L’exécutif se refuse toujours à donner un coup de pouce au Smic, jugeant qu’une telle mesure peut dégrader la compétitivité des entreprises et pénaliser les plus petites structures.

En annonçant, lundi 10 décembre dans son discours télévisé prononcé depuis l’Elysée, une progression du Smic à hauteur de 100 € nets par mois « dès 2019 », Emmanuel Macron a satisfait l’une des revendications des « gilets jaunes ». Mais la précision du président de la République selon laquelle l’augmentation du salaire minimum interprofessionnel de croissance se fera « sans qu’il en coûte 1 € de plus pour l’employeur », laisse planer des incertitudes quant à la méthode employée.

Pas de coup de pouce

L’exécutif se refuse toujours à donner un coup de pouce au Smic, jugeant qu’une telle mesure peut dégrader la compétitivité des entreprises et pénaliser les plus petites structures. Le 1er janvier 2019, la hausse du salaire minimum, actuellement à 1 498,47 € bruts par mois pour un temps plein, doit atteindre environ 1,8 %. Mais cette mesure résultera de la seule application de la formule de revalorisation automatique prévue par le Code du travail.

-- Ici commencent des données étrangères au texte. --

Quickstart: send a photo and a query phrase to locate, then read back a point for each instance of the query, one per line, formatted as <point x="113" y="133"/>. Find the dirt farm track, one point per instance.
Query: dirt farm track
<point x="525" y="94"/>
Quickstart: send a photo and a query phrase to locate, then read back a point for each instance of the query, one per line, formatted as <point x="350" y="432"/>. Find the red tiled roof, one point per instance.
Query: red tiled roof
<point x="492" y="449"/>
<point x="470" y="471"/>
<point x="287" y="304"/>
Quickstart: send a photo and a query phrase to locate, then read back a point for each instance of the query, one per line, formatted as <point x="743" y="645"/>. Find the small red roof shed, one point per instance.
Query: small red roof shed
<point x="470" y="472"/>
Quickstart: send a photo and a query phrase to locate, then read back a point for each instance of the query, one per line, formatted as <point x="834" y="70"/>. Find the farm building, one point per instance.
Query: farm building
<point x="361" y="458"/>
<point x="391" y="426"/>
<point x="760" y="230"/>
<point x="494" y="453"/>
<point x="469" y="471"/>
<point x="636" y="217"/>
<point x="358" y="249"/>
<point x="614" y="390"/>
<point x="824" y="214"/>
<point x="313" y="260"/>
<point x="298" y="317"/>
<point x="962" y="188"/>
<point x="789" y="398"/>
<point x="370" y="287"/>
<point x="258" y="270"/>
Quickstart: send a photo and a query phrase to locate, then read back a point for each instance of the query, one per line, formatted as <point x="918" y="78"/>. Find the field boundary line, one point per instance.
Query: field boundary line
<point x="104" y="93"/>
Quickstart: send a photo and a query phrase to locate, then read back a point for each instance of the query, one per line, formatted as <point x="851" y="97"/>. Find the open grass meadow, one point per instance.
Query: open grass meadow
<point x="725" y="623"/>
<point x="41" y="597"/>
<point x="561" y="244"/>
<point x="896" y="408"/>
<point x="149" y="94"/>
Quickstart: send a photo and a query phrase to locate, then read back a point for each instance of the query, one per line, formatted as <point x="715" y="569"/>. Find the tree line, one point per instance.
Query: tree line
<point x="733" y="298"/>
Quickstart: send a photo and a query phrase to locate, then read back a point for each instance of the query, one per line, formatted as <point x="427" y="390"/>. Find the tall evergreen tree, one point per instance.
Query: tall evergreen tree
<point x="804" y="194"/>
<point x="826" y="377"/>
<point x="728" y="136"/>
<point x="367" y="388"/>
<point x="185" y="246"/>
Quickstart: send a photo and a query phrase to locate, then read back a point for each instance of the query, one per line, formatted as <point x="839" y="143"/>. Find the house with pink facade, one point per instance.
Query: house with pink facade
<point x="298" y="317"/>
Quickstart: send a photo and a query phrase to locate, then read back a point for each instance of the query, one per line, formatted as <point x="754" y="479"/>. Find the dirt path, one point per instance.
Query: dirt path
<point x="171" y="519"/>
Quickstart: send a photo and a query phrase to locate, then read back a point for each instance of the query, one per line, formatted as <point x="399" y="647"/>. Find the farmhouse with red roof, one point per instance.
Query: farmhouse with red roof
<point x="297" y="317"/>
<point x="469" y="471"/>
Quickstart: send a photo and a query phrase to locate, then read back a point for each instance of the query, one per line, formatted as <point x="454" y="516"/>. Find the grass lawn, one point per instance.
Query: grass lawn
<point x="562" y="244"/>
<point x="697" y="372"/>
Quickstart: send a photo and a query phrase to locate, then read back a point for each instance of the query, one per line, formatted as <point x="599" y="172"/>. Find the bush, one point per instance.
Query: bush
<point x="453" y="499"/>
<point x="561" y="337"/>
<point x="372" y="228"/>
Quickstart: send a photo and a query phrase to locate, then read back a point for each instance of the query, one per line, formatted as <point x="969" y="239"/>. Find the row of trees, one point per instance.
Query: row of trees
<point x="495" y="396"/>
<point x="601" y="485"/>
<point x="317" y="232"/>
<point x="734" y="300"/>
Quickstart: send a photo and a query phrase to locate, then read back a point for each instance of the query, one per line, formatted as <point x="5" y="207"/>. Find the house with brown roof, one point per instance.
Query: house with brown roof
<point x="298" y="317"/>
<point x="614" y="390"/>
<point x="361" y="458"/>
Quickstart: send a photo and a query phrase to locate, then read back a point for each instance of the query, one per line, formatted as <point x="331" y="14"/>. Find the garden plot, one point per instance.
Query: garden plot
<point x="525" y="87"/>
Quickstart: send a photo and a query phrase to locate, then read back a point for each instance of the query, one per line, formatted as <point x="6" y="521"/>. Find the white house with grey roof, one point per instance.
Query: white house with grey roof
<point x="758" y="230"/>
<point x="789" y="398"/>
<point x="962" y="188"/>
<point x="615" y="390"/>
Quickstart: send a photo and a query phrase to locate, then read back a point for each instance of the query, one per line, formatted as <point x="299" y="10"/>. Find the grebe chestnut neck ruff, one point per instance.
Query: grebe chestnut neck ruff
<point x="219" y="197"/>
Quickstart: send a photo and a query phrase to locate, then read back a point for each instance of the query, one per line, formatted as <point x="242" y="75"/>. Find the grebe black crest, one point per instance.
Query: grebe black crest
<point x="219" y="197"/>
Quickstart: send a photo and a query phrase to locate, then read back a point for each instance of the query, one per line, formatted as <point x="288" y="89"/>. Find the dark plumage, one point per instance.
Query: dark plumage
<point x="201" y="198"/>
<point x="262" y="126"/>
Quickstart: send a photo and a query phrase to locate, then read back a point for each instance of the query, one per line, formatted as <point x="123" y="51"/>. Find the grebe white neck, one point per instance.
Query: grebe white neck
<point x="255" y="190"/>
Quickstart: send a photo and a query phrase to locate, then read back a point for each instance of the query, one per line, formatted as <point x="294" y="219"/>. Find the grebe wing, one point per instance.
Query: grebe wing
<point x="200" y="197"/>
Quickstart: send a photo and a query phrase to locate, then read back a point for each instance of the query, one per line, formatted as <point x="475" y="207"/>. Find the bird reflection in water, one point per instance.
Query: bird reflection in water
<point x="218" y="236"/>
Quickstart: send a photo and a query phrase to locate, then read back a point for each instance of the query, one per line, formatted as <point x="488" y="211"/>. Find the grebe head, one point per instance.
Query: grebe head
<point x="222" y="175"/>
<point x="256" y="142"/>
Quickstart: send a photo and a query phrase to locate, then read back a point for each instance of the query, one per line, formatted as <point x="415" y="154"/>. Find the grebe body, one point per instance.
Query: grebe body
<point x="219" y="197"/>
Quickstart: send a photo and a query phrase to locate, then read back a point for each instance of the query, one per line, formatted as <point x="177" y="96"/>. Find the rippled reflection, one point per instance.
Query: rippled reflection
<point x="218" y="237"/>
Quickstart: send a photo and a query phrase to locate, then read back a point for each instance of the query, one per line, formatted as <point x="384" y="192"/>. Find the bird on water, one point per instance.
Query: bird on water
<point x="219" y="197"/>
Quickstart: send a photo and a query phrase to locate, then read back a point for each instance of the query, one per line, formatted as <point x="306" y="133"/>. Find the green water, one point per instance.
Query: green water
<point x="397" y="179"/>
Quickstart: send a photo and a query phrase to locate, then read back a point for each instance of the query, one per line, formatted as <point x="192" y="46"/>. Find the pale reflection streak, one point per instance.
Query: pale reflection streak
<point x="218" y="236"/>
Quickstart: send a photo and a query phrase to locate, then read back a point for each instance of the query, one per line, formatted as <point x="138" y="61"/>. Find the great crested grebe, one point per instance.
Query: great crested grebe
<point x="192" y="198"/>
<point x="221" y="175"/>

Le secrétaire d’Etat auprès du ministre de l’Education nationale et de la jeunesse, Gabriel Attal, a détaillé mardi les deux voies permettant d’aboutir à une augmentation de 100 €. « Ça peut être [une hausse de] la prime d’activité, des baisses de cotisations ou de charges », a-t-il expliqué sur LCI.

Muriel Pénicaud avait elle expliqué mardi sur France 2 que la progression vantée par Emmanuel Macron « inclut la revalorisation du Smic qui est déjà prévue ». Selon la ministre du Travail, « le reste ça va être la solidarité, ça va être le budget de l’Etat qui va permettre de compléter ces salaires ». Laissant accréditer l’hypothèse d’un bond de la prime d’activité.

Comme le rappelle le quotidien Les Echos, une mesure en faveur de cette aide signerait l’accélération de la mise en œuvre d’une promesse de campagne d’Emmanuel Macron. Lors de la présentation du projet de loi de financement de la Sécurité sociale pour 2019, l’exécutif détaillait encore son calendrier d’augmentation de la prime d’activité, dans le cadre duquel les revalorisations cumulées sur la durée du quinquennat devaient aboutir à une hausse de 80 € par mois pour certains smicards d’ici 2021.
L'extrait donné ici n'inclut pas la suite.